Participation in the whole contesting and ranking exercise is not compulsory, and there exist brass bands in the UK which for any number of reasons choose not to do so; these are known as non-contesting bands.

==University bands==
There are around 40 university brass bands (or brass ensembles) in the UK. Like Youth bands, university bands are usually not registered, as many players also play with nearby registered bands. Furthermore, the standard of many university brass bands oscillates widely every year when a third of their players graduate and are replaced. This means the standard contesting sections can struggle to reflect the actual standard of the bands. The main inter-university brass band contest is UniBrass, the National University Brass Band Championships of Great Britain and Northern Ireland. UniBrass is an annual entertainment contest organised by students, supported by the UniBrass Foundation (a registered charity in England and Wales). University bands are separated into two sections, the Trophy and the Shield, which run concurrently over one day in February. The first UniBrass contest took place in Lancaster in 2011. UniBrass 2025 was hosted by the University of Cardiff.

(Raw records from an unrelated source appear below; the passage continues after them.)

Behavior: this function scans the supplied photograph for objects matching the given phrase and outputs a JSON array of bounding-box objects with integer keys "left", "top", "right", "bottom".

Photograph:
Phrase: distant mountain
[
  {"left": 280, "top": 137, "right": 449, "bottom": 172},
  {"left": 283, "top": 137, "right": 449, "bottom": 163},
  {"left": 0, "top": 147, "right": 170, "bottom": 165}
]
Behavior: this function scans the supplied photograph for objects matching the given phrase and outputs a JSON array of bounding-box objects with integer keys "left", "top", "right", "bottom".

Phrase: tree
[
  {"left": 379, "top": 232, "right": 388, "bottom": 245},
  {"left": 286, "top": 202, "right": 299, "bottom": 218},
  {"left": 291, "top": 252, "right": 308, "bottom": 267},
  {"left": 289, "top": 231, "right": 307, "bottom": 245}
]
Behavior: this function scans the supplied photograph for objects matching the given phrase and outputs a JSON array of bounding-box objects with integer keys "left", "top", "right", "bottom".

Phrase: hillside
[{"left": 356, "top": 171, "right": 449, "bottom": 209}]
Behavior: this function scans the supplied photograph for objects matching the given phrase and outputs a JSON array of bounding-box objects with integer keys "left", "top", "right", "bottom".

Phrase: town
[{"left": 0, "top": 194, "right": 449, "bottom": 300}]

The current National University Brass Band Champions of Great Britain and Northern Ireland are the University of Birmingham, having won the UniBrass Trophy in 2025. Sheffield University & Sheffield Hallam University Brass Band won the UniBrass Shield in 2025.

Even those university bands who are not registered often compete in contests which allow "scratch", unregistered, or university bands. Some major competitions (e.g. Whit Friday) award a university section prize, but this is even rarer than for youth bands.